Correlation Between Ford and VGS
Can any of the company-specific risk be diversified away by investing in both Ford and VGS at the same time? Although using a correlation coefficient on its own may not help to predict future stock returns, this module helps to understand the diversifiable risk of combining Ford and VGS into the same portfolio, which is an essential part of the fundamental portfolio management process.
By analyzing existing cross correlation between Ford Motor and VGS, you can compare the effects of market volatilities on Ford and VGS and check how they will diversify away market risk if combined in the same portfolio for a given time horizon. You can also utilize pair trading strategies of matching a long position in Ford with a short position of VGS. Check out your portfolio center. Please also check ongoing floating volatility patterns of Ford and VGS.
Diversification Opportunities for Ford and VGS
Pay attention - limited upside
The 3 months correlation between Ford and VGS is 0.0. Overlapping area represents the amount of risk that can be diversified away by holding Ford Motor and VGS in the same portfolio, assuming nothing else is changed. The correlation between historical prices or returns on VGS and Ford is a relative statistical measure of the degree to which these equity instruments tend to move together. The correlation coefficient measures the extent to which returns on Ford Motor are associated (or correlated) with VGS. Values of the correlation coefficient range from -1 to +1, where. The correlation of zero (0) is possible when the price movement of VGS has no effect on the direction of Ford i.e., Ford and VGS go up and down completely randomly.
Pair Corralation between Ford and VGS
Taking into account the 90-day investment horizon Ford Motor is expected to generate 1.12 times more return on investment than VGS. However, Ford is 1.12 times more volatile than VGS. It trades about -0.02 of its potential returns per unit of risk. VGS is currently generating about -0.17 per unit of risk. If you would invest 1,042 in Ford Motor on September 29, 2024 and sell it today you would lose (39.00) from holding Ford Motor or give up 3.74% of portfolio value over 90 days.

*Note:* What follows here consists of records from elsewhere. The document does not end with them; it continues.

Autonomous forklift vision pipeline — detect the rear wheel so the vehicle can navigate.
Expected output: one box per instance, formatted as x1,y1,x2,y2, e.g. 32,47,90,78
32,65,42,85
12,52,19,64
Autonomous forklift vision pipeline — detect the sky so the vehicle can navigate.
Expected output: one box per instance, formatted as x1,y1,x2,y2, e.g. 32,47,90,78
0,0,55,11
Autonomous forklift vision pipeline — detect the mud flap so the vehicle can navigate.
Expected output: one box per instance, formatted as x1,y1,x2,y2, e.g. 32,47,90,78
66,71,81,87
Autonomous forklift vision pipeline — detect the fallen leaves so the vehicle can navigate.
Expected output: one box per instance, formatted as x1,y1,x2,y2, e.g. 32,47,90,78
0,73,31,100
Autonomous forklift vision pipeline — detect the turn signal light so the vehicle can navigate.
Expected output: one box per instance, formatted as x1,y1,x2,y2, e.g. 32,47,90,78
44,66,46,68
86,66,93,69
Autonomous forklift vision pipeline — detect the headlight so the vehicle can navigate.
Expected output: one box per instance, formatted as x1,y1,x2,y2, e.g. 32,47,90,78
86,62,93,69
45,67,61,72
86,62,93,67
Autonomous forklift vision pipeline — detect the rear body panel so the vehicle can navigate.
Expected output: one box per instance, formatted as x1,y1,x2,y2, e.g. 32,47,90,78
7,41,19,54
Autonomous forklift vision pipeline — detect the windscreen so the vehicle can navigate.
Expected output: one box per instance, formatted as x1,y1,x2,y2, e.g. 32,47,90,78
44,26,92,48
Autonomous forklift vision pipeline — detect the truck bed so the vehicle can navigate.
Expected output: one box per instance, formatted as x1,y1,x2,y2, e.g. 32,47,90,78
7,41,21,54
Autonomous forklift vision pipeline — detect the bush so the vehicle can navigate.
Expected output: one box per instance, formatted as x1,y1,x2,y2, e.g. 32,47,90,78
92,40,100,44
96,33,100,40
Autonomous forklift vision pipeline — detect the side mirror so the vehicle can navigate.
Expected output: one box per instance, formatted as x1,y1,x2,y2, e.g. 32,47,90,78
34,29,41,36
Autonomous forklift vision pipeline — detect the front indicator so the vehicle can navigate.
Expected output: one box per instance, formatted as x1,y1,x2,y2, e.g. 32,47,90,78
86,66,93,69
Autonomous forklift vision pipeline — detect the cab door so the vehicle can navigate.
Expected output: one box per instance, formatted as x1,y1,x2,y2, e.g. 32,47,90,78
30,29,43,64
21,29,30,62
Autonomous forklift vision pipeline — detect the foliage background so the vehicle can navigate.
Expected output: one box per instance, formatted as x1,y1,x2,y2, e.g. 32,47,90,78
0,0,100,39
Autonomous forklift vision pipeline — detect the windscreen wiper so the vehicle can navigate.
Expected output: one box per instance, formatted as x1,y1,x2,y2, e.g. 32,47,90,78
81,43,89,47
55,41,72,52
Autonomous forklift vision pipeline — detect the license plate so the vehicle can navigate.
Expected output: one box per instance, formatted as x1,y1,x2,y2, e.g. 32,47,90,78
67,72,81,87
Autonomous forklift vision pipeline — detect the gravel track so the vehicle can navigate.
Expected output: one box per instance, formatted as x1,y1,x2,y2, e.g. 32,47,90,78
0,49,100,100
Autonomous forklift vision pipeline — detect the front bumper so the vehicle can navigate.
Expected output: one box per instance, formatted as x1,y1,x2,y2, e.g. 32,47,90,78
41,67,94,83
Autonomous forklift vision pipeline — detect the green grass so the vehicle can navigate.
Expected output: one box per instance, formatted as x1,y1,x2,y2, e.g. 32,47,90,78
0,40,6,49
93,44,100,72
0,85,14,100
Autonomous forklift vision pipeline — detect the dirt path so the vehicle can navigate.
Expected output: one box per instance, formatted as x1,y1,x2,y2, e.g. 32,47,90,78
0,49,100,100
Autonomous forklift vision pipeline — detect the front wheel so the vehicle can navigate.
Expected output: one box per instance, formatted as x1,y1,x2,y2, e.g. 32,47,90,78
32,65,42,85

Time Period | 3 Months [change] |
Direction | Flat |
Strength | Insignificant |
Accuracy | 96.92% |
Values | Daily Returns |
Ford Motor vs. VGS
Performance |
Timeline |
Ford Motor |
VGS |
Ford and VGS Volatility Contrast
Predicted Return Density |
Returns |
Pair Trading with Ford and VGS
The main advantage of trading using opposite Ford and VGS positions is that it hedges away some unsystematic risk. Because of two separate transactions, even if Ford position performs unexpectedly, VGS can make up some of the losses. Pair trading also minimizes risk from directional movements in the market. For example, if an entire industry or sector drops because of unexpected headlines, the short position in VGS will offset losses from the drop in VGS's long position.The idea behind Ford Motor and VGS pairs trading is to make the combined position market-neutral, meaning the overall market's direction will not affect its win or loss (or potential downside or upside). This can be achieved by designing a pairs trade with two highly correlated stocks or equities that operate in a similar space or sector, making it possible to obtain profits through simple and relatively low-risk investment.VGS vs. Vietnam Airlines JSC | VGS vs. South Basic Chemicals | VGS vs. Petrolimex Petrochemical JSC | VGS vs. PetroVietnam Transportation Corp |
Check out your portfolio center.Note that this page's information should be used as a complementary analysis to find the right mix of equity instruments to add to your existing portfolios or create a brand new portfolio. You can also try the Investing Opportunities module to build portfolios using our predefined set of ideas and optimize them against your investing preferences.